We are a commune of inquiring, skeptical, politically centrist, capitalist, anglophile, traditionalist New England Yankee humans, humanoids, and animals with many interests beyond and above politics. Each of us has had a high-school education (or GED), but all had ADD so didn't pay attention very well, especially the dogs. Each one of us does "try my best to be just like I am," and none of us enjoys working for others, including for Maggie, from whom we receive neither a nickel nor a dime. Freedom from nags, cranks, government, do-gooders, control-freaks and idiots is all that we ask for.
A reader mentioned the great Jacques Barzun. Years ago I had a friend who took a semester from Stanford only to take Barzun's famous cultural history and philosophy course at Columbia. It wasn't a course you could "take." You had to be approved for it and had to commit to it. Sometimes he would interview students to make sure they were up to it.
It was 3 books to read/week, and you had to stand and deliver in class. High standards for an undergrad (and grad) class. Barzun also never gave an A. He told the kids that nobody could digest all of this to his expectations. It was an academic humanities boot camp.
My pal, who had far more IQs than me, went on to a brilliant academic career and has always praised Prof. Barzun for it.
thank you barrister. nice to hear responses from people about this type of stuff.
I'm 70 retired ia 52 grip now in mn. after born and raised nyc, and went to pratt for fine arts major in photo. got into film biz after that as crew mechanic. been in touch with other pratt classmates all this time and love art and talking about it, which includes cultural history. Barbara Tuchman is another favorite author of mine ( first salute etc. ).
I like bird dogs bent on boats, sailing, travel, foods, etc. fancy hotels and so on, but find it pedantic and basically not up to par for my interests so I hope he gets his head out of his you know what some day.
lets try to appreciate without prevarication and impressing just for the sake of blowing our own horns. who cares about tuscany ? I mean, really... isn't New England good enough for humans ?
Anyway, thank you so much for input and hope I don't make anyone mad at me for being such a jerk.

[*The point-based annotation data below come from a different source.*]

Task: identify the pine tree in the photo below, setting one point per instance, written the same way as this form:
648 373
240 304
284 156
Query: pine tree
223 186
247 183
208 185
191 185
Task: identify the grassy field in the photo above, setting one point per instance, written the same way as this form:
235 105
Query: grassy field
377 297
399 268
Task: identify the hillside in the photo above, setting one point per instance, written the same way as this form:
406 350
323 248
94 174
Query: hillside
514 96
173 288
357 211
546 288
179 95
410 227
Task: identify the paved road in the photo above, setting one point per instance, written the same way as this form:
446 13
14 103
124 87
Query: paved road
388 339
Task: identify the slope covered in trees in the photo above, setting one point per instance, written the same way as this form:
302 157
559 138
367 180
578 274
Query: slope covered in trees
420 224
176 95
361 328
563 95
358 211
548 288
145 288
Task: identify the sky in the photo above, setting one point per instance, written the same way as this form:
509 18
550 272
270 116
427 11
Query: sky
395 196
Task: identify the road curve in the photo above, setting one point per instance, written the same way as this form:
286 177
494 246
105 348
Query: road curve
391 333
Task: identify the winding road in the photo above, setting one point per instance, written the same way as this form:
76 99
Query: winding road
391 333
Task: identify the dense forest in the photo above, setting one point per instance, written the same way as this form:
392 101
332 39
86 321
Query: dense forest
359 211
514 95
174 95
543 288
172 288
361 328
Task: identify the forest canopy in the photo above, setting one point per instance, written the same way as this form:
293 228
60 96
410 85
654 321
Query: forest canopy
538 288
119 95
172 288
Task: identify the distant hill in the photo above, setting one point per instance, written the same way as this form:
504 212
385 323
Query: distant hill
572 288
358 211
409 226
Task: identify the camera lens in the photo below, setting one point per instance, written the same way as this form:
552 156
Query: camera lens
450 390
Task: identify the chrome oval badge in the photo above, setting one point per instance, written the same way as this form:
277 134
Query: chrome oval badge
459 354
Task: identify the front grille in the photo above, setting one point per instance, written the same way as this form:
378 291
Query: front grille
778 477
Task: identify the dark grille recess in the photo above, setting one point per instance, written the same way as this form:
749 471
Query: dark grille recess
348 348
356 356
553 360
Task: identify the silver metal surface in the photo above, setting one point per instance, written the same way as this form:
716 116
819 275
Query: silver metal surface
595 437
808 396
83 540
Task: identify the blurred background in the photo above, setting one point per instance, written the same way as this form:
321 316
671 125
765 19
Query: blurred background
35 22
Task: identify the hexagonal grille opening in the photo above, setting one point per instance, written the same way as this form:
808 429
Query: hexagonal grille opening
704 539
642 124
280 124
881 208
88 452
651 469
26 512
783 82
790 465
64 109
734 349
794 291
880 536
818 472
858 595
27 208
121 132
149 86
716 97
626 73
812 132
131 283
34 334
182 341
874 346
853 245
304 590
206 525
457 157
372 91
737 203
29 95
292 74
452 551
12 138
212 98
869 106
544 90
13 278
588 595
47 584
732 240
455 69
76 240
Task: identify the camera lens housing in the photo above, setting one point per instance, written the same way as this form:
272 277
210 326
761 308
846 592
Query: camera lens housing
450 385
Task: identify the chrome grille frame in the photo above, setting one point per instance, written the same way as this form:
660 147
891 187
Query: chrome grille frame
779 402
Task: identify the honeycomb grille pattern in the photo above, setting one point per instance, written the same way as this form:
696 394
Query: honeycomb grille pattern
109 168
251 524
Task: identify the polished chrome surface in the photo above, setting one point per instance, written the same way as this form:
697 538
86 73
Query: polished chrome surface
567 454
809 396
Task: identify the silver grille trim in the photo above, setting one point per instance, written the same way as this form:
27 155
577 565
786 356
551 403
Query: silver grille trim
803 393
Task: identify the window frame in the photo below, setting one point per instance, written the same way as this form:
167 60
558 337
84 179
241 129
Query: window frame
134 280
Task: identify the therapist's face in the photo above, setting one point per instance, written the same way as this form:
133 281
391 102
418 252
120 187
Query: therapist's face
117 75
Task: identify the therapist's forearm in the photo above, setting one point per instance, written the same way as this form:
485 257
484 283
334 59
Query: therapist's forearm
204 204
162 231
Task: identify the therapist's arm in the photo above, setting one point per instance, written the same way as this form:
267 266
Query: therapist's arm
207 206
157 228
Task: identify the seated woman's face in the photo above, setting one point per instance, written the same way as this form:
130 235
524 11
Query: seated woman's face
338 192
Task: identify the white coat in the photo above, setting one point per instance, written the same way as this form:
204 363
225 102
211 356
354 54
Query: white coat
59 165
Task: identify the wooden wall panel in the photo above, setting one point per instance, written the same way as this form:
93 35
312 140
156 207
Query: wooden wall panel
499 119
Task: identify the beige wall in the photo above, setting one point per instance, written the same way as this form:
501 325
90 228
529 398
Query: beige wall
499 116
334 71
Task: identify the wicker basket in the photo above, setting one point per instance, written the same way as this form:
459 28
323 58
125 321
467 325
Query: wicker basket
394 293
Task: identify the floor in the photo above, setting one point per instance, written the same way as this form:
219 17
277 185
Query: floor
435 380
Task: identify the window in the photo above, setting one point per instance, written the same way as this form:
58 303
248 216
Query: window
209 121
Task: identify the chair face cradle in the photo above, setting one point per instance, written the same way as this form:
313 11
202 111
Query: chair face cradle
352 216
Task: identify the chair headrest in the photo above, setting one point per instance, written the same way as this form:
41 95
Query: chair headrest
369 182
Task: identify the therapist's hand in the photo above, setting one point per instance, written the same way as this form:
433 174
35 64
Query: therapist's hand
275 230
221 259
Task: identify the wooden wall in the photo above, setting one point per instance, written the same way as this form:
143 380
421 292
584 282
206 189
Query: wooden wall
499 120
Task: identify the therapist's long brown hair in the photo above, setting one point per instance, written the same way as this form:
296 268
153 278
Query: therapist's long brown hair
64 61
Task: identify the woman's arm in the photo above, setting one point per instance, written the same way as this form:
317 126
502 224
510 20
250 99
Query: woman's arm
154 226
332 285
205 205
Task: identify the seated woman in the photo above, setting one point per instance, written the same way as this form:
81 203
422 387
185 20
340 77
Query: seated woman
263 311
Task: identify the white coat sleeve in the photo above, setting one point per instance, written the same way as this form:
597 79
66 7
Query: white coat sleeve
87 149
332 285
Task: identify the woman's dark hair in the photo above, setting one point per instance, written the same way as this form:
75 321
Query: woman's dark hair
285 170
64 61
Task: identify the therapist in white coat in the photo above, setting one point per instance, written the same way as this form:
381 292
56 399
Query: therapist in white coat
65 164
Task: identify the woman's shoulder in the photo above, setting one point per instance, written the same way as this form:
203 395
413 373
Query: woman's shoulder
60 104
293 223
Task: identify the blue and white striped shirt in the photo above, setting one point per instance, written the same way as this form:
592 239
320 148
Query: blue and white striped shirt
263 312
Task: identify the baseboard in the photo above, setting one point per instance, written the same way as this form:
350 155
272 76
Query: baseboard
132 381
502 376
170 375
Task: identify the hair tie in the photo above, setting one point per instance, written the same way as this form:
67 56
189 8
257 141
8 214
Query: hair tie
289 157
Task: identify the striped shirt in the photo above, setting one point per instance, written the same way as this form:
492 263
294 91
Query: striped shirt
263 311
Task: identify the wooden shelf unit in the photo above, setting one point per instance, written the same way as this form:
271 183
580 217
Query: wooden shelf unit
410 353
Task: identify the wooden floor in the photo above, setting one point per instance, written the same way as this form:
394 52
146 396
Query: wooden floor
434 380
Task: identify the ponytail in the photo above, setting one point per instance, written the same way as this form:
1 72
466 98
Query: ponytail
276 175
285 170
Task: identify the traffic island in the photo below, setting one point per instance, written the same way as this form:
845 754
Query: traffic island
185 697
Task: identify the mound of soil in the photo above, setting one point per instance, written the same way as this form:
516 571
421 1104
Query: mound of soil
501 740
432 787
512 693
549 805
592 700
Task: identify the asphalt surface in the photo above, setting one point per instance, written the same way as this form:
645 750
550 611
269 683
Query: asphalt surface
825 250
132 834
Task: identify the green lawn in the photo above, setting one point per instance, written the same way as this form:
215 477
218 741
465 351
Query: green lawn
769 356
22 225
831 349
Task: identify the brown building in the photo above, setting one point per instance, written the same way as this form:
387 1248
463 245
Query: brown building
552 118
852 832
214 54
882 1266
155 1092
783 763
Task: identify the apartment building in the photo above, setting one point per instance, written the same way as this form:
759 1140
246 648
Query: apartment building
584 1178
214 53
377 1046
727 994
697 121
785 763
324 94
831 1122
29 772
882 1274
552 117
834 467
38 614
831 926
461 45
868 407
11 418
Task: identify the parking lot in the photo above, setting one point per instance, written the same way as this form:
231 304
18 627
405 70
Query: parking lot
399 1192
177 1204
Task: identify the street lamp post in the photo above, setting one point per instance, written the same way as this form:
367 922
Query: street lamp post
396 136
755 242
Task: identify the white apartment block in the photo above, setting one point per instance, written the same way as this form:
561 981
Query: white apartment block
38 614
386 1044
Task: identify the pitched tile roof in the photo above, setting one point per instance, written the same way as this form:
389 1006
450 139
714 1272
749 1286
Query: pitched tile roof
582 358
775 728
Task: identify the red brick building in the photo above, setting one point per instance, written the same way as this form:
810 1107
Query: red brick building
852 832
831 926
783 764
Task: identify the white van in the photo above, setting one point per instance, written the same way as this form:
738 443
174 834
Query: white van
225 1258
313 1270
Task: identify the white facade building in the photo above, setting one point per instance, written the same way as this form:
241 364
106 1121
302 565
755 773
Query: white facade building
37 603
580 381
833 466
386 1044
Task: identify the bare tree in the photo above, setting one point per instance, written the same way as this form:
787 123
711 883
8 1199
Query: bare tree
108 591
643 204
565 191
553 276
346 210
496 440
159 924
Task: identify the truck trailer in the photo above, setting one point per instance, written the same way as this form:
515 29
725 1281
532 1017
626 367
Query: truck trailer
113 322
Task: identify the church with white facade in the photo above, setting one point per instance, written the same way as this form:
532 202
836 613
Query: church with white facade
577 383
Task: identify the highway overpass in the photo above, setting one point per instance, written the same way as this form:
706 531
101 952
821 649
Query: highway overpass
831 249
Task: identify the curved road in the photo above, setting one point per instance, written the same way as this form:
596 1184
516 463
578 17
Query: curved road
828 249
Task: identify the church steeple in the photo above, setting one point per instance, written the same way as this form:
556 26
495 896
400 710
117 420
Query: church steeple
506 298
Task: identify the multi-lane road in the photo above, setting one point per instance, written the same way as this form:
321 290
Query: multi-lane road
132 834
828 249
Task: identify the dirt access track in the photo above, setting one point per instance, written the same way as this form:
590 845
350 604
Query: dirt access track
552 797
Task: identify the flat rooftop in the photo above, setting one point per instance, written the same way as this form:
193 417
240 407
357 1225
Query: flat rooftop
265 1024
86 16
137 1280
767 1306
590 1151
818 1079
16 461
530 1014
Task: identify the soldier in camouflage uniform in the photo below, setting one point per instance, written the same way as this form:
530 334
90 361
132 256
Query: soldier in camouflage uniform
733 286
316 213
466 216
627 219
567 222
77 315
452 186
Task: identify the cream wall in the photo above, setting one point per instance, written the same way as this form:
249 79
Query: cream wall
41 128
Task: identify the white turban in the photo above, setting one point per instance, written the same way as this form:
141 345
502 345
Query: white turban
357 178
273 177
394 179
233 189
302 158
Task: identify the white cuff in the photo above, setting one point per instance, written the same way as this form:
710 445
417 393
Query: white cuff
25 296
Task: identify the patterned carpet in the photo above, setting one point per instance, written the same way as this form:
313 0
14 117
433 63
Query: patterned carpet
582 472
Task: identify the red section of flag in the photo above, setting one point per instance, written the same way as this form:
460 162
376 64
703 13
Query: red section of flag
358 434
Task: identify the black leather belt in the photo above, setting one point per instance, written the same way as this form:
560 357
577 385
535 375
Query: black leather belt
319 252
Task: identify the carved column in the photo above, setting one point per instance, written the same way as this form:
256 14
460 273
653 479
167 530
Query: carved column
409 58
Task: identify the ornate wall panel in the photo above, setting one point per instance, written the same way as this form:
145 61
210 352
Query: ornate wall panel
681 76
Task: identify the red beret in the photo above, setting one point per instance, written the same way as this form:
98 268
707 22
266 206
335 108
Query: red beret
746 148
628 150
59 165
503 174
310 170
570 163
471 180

more about barbara tuchman from wikipedia:
it is more true today the before ?
In the introduction to her 1978 book A Distant Mirror, Tuchman playfully identified a historical phenomenon which she termed "Tuchman's Law," to wit:
Disaster is rarely as pervasive as it seems from recorded accounts. The fact of being on the record makes it appear continuous and ubiquitous whereas it is more likely to have been sporadic both in time and place. Besides, persistence of the normal is usually greater than the effect of the disturbance, as we know from our own times. After absorbing the news of today, one expects to face a world consisting entirely of strikes, crimes, power failures, broken water mains, stalled trains, school shutdowns, muggers, drug addicts, neo-Nazis, and rapists. The fact is that one can come home in the evening—on a lucky day—without having encountered more than one or two of these phenomena. This has led me to formulate Tuchman's Law, as follows: "The fact of being reported multiplies the apparent extent of any deplorable development by five- to tenfold" (or any figure the reader would care to supply).
Tuchman's Law has been defined as a psychological principle of "perceptual readiness" or "subjective probability".
Ha. I had used her "Law" as an example the other day, though it was in reference to her book "Guns of August" and a discussion on how we are more civilized now and would not get into another long-term war. We are not more civilized than we were 10,000 years ago IMO.